But Bazball changed all that, at least initially, as run rates skyrocketed; epic targets were not just reached but obliterated; numerous batters threatened to shatter Gilbert Jessop's England-record 76-ball Test century, and the wins racked up.
That sizzling, hedonistic approach to Test cricket - instigated by Stokes from the off as he frequently motored down the pitch to demonstrate the no-fear attitude he demanded from his side - was unlikely to be sustainable and so it proved.
'Stokes-esque' to enter common vocabulary as all-rounder quits
Results tailed off as the approach was found out and the fact Stokes was unable to engineer a marquee series win over India or Australia - rain cost them in the 2023 Ashes but so did brainless batting beforehand - will be a blot on his copybook. Yet, he will still be remembered as one of the best captains England have produced.
For championing the red-ball game, for making it intoxicating viewing, for results like masterminding a 3-0 sweep in Pakistan on some of the flattest pitches imaginable and for the emotional intelligence that helped players such as Shoaib Bashir, Ollie Pope, Jack Leach, Zak Crawley and Ben Duckett produce moments of magic, however fleeting some of them have been.

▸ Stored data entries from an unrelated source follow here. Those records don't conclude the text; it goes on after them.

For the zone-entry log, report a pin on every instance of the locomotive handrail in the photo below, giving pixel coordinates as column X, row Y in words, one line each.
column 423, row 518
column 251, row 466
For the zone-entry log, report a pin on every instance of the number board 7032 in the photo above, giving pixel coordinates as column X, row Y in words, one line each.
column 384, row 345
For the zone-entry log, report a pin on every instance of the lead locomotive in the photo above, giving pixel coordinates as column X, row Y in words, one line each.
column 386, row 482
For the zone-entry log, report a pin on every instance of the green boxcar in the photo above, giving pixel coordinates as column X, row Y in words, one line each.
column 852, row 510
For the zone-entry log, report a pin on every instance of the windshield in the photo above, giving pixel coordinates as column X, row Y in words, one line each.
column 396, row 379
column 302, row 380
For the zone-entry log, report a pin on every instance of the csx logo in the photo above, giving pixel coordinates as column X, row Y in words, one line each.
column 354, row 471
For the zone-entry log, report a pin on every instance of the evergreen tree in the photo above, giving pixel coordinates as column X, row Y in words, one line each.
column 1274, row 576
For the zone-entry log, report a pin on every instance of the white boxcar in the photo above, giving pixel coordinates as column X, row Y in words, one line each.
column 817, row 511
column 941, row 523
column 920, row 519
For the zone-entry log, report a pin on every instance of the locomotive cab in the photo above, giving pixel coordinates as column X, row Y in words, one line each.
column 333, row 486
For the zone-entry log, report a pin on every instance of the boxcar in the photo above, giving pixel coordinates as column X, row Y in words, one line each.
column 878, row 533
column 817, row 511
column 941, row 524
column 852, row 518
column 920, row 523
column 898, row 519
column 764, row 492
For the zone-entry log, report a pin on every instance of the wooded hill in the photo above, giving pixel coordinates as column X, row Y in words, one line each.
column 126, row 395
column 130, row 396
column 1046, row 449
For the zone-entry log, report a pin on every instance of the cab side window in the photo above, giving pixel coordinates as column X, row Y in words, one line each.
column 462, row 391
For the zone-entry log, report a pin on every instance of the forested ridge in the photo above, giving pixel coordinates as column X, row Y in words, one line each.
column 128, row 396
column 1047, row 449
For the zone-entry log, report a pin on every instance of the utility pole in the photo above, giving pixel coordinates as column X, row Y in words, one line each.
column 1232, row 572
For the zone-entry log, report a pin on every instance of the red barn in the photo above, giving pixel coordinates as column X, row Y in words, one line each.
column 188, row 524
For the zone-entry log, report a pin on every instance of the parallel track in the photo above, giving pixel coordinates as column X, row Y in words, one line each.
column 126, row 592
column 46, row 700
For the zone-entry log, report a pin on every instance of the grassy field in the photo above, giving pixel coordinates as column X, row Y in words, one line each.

The end of Stokes' captaincy has coincided with - or is partly because of - a dwindling in his batting form, but the frustration for England fans, in addition to the feeling that a fallout with the ECB has accelerated his departure, is that he is bowling better than ever.
It may not be too challenging to replace his runs, although it will be to replace his runs at the most crucial of points, and it will be nigh on impossible to replace his leadership, aura, love of the big occasion and the sheer adoration he receives from supporters - all of which have been evident over a chaotic three weeks.
For years, the word Botham-esque has been used to describe game-changing antics from an England player. Possibly the biggest compliment Stokes can be paid is that for years to come the word Stokes-esque will be used as well, if not instead.
He may even have usurped Beefy as England's greatest all-rounder.